Last week, Rep. Gerald Connolly, a freshman Democrat from Fairfax County, Va., who is close to Frank, said he likes the idea of a federal insurer-of-last-resort for the muni market, but is open to other suggestions.

Another idea floated by the National League of Cities late last year calls for the establishment of a mutual bond insurance company that would be capitalized initially by the federal government but owned and operated by governmental issuers.

Congressional sources said that no decision has yet been made on what model to pursue.

Meanwhile, in his remarks yesterday, Frank took aim at the rating agencies for continuing to rate municipal bonds on a separate scale than the one used for corporate debt.

Citing testimony before his committee last year from Ajit Jain of Berkshire Hathaway Assurance Corp., Frank said: "If rating agencies rated municipal bonds by the same standards that they rate corporate bonds, i.e. the likelihood of default, there would be no municipal bond insurance because it would be clear that none was necessary."

Frank also acknowledged that he has invested heavily in municipal securities. Congressional disclosure filings show that in 2007 he held between $624,000 and $2.68 million of municipal debt issued by his home state of Massachusetts or on behalf of school districts there .

Market participants had mixed reactions to the idea of establishing a federal government muni bond insurer, though. Two market participants who asked not to be identified noted that there are some private-sector groups trying to establish insurers, pointing to the Municipal and Infrastructure Assurance Corp., which is co-sponsored by Macquarie Group and Citadel Investment Group, and is working with rating agencies and regulators to get ratings and approval to write new business.

Other new entrants include Berkshire, which is insuring the bulk of the debt it backs in the secondary market.

Congress "ought to be doing what they can to find private solutions," said one of the sources, who noted that the new private-sector entrants would not repeat the mistakes of the monolines by exposing themselves to risky structure products. "There are lots of people who are trying to get into the municipal space."

But Michael Decker, co-chief executive officer of the Regional Bond Dealers Association, said yesterday that some form of federal insurance for the muni market is "a great idea" and "would really address a big whole in the market with the loss of capacity among the monoline bond insurers."
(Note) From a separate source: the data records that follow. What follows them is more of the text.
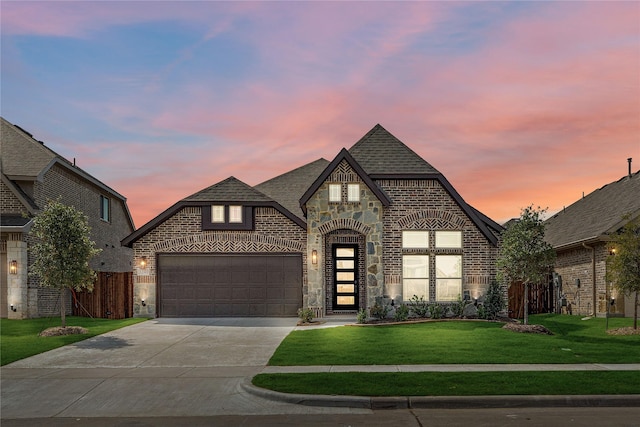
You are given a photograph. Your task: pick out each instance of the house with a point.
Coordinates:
(32, 174)
(580, 234)
(377, 223)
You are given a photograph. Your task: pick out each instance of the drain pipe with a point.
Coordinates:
(593, 274)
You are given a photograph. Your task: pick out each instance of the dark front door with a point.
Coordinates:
(345, 268)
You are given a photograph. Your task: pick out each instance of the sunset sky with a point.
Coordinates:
(516, 103)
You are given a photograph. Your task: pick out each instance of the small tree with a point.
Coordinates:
(623, 268)
(524, 255)
(62, 250)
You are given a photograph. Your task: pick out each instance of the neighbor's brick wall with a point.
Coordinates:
(182, 233)
(576, 264)
(426, 205)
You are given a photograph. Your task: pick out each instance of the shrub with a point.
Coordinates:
(436, 311)
(361, 317)
(380, 311)
(419, 306)
(402, 313)
(305, 314)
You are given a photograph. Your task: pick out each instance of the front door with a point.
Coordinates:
(345, 267)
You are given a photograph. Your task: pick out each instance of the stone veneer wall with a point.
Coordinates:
(576, 264)
(426, 205)
(182, 233)
(364, 217)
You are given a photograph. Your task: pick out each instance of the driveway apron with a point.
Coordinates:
(161, 367)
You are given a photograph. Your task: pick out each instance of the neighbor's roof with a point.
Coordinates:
(288, 188)
(596, 215)
(381, 153)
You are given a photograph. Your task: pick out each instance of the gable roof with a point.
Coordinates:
(230, 190)
(287, 188)
(343, 155)
(596, 215)
(382, 154)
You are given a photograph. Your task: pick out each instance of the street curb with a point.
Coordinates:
(445, 402)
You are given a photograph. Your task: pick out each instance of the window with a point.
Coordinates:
(415, 239)
(217, 214)
(448, 277)
(104, 208)
(448, 239)
(335, 192)
(353, 192)
(235, 214)
(415, 276)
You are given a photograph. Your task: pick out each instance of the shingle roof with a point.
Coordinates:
(288, 188)
(595, 215)
(381, 153)
(229, 190)
(22, 155)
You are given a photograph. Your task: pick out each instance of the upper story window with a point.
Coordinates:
(415, 239)
(227, 217)
(353, 192)
(235, 214)
(105, 211)
(448, 239)
(217, 214)
(335, 192)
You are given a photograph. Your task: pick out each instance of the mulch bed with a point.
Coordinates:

Asked if there are legitimate concerns about the federal government crowding out any remaining or new private-sector bond insurers, Decker said the government would have to take that into consideration. But, he said, federal involvement may be warranted in the current market, where there is arguably a market failure.

"If we remain in an environment where bond insurance counts for a small portion of the market, it's going to take the market quite a while to get used to that environment ... where there's much less commoditization," he said.